BRIDGETON, N.J. — With the dashboard camera in their cruiser rolling, police pulled a Jaguar over for running a stop sign on a dark New Jersey night. Things turned tense when one of the officers warned his partner that he could see a gun in the glove compartment.
Screaming “Don’t you (expletive) move!” and “Show me your hands!” at the man in the passenger seat, the officer reached into the car and appeared to remove a silver handgun. Then, despite being warned not to move, the passenger stepped out of the car, his hands raised about shoulder level.
The officers opened fire, killing him.
The video of the Dec. 30 killing of Jerame Reid in Bridgeton, a struggling, mostly minority city of 25,000 people about 35 miles south of Philadelphia, was released this week, raising questions and stirring anger over yet another death at the hands of police.
The shooting came after the killings of black men in New York and Ferguson, Mo., triggered months of turbulent protests, violence and calls for a re-examination of police use of force.

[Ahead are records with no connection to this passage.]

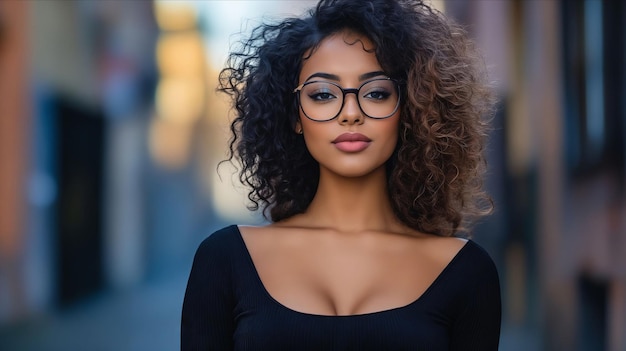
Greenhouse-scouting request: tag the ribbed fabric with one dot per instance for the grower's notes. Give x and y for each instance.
(226, 307)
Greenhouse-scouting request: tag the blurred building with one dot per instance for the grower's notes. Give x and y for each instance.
(558, 167)
(110, 133)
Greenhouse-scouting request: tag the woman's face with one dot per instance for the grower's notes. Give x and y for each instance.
(352, 144)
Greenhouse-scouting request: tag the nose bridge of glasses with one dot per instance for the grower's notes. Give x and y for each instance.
(356, 101)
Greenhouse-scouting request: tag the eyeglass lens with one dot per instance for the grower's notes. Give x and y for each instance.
(324, 100)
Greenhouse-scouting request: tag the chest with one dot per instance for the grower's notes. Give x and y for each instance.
(266, 325)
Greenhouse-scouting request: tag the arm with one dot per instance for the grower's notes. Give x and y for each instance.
(207, 322)
(478, 324)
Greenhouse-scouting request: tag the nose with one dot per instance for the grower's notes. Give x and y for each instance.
(351, 111)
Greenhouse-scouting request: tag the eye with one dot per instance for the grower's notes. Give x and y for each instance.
(321, 95)
(377, 95)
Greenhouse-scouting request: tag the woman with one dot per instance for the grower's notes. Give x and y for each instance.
(359, 131)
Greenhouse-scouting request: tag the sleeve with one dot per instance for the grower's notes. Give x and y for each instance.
(207, 321)
(478, 324)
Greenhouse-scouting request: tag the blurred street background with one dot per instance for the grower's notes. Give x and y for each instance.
(111, 131)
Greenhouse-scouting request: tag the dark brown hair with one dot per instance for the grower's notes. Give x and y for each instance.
(435, 174)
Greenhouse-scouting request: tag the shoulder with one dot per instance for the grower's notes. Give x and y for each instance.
(219, 243)
(475, 263)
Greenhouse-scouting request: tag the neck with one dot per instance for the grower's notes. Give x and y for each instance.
(353, 204)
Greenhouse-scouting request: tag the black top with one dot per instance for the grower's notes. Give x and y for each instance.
(226, 307)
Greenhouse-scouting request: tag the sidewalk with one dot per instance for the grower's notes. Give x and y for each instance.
(147, 318)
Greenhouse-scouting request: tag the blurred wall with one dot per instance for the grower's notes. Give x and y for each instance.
(557, 159)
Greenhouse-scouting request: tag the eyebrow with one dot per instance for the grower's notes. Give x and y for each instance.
(335, 77)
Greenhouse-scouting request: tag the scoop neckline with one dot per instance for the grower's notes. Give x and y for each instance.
(280, 305)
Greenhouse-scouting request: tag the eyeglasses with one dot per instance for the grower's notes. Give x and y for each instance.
(323, 101)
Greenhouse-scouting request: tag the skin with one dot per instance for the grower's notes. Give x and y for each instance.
(347, 254)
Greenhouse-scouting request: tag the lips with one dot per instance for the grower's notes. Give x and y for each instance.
(351, 142)
(351, 137)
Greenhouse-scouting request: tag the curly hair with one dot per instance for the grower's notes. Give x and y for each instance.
(435, 174)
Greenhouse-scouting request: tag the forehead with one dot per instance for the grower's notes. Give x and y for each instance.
(345, 54)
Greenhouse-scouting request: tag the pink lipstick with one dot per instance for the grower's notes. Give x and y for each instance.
(351, 142)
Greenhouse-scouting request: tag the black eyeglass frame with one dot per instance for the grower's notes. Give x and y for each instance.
(354, 91)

Reid and the man driving the car were black. The Bridgeton officer who spotted the gun, Braheme Days, is black. His partner, Roger Worley, is white. Both officers have been placed on leave while prosecutors investigate.

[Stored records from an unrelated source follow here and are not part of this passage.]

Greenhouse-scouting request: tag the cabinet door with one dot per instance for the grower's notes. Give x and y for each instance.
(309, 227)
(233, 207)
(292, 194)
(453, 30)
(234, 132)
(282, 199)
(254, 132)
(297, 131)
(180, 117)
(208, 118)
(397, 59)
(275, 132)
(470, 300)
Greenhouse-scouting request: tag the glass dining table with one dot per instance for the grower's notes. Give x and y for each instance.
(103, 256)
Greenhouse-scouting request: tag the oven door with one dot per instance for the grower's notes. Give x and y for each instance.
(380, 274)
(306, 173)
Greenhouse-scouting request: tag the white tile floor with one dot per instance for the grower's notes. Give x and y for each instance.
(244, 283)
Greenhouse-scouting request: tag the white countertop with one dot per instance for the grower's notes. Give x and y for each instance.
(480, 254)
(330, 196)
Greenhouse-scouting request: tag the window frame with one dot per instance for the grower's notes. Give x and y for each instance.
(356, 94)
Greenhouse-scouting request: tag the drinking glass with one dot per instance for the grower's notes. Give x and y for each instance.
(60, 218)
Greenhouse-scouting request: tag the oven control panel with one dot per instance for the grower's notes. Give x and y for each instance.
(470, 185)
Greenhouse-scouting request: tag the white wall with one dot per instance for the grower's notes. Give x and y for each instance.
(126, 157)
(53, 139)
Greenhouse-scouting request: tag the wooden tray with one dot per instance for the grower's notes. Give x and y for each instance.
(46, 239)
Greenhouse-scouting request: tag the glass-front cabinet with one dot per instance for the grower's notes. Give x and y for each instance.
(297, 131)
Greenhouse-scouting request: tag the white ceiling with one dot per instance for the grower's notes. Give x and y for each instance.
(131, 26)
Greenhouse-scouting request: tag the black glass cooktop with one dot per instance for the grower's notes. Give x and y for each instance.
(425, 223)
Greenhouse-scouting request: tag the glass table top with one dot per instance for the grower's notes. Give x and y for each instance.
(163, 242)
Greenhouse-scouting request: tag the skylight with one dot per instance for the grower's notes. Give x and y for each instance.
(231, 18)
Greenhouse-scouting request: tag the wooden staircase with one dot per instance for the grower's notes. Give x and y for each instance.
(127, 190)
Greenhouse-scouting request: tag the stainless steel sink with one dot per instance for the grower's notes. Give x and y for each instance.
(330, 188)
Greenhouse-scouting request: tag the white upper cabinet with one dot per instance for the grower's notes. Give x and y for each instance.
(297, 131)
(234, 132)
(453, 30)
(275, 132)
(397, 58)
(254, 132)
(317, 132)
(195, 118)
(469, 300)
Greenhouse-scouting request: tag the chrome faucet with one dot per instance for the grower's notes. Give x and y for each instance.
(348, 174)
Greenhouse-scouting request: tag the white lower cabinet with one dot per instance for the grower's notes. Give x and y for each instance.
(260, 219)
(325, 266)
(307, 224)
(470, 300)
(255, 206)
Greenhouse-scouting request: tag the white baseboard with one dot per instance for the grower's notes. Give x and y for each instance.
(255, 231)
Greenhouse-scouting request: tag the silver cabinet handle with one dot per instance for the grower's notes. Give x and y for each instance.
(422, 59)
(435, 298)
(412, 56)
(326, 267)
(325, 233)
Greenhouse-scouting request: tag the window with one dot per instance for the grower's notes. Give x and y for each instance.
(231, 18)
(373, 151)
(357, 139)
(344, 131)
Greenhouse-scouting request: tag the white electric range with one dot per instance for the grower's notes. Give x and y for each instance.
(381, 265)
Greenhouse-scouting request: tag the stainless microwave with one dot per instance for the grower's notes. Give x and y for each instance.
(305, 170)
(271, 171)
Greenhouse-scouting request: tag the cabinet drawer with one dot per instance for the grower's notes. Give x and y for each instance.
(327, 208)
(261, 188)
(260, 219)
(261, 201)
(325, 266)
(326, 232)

“The video speaks for itself that at no point was Jerame Reid a threat and he possessed no weapon on his person,” said Walter Hudson, chairman and founder of the civil rights group National Awareness Alliance. “He complied with the officer, and the officer shot him.”

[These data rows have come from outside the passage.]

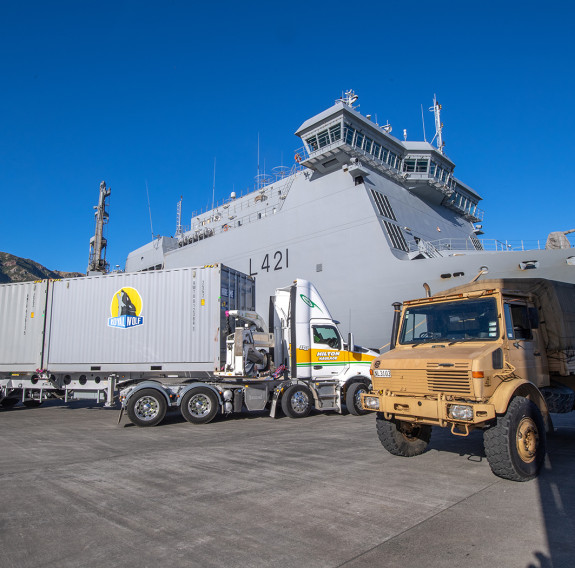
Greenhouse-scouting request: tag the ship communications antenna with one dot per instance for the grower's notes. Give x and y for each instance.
(97, 260)
(179, 217)
(436, 109)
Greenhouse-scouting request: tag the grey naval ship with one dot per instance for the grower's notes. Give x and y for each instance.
(365, 216)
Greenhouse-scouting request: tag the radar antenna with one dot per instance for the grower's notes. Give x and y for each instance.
(97, 260)
(436, 109)
(348, 98)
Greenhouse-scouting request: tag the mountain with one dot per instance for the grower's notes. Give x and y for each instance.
(16, 269)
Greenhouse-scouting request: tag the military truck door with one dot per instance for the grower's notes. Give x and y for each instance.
(526, 351)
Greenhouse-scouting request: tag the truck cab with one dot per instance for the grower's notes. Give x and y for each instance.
(493, 355)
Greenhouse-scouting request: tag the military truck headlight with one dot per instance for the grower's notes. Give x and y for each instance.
(460, 412)
(371, 402)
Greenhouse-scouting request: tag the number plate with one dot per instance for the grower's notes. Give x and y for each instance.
(386, 373)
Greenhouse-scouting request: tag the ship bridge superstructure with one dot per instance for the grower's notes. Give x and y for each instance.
(340, 136)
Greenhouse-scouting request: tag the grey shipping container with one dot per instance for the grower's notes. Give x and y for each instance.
(156, 322)
(22, 311)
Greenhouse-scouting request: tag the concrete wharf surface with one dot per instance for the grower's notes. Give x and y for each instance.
(78, 490)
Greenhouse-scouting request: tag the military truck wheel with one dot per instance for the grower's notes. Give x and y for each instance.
(9, 402)
(353, 398)
(297, 401)
(199, 406)
(402, 438)
(147, 407)
(515, 446)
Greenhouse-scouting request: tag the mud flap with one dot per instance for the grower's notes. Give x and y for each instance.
(275, 399)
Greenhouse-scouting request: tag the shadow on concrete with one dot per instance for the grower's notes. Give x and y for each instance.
(557, 496)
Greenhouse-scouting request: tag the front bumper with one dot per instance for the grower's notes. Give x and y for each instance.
(434, 410)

Reid, 36, spent about 13 years in prison for shooting at three state troopers when he was a teenager. Days knew who he was; Days was among the arresting officers last year when Reid was charged with several crimes, including drug possession and obstruction.
In Bridgeton, where two-thirds of the residents are black or Latino, the killing has stirred small protests in the past couple of weeks, including a demonstration Wednesday, a day after the video was made public on a request made by two newspapers under the state’s open-records law.
The Cumberland County prosecutor’s office previously said a gun was seized during the stop but would not comment further on the investigation. Bridgeton police would not answer any questions about the video and said they opposed its release as neither “compassionate or professional.”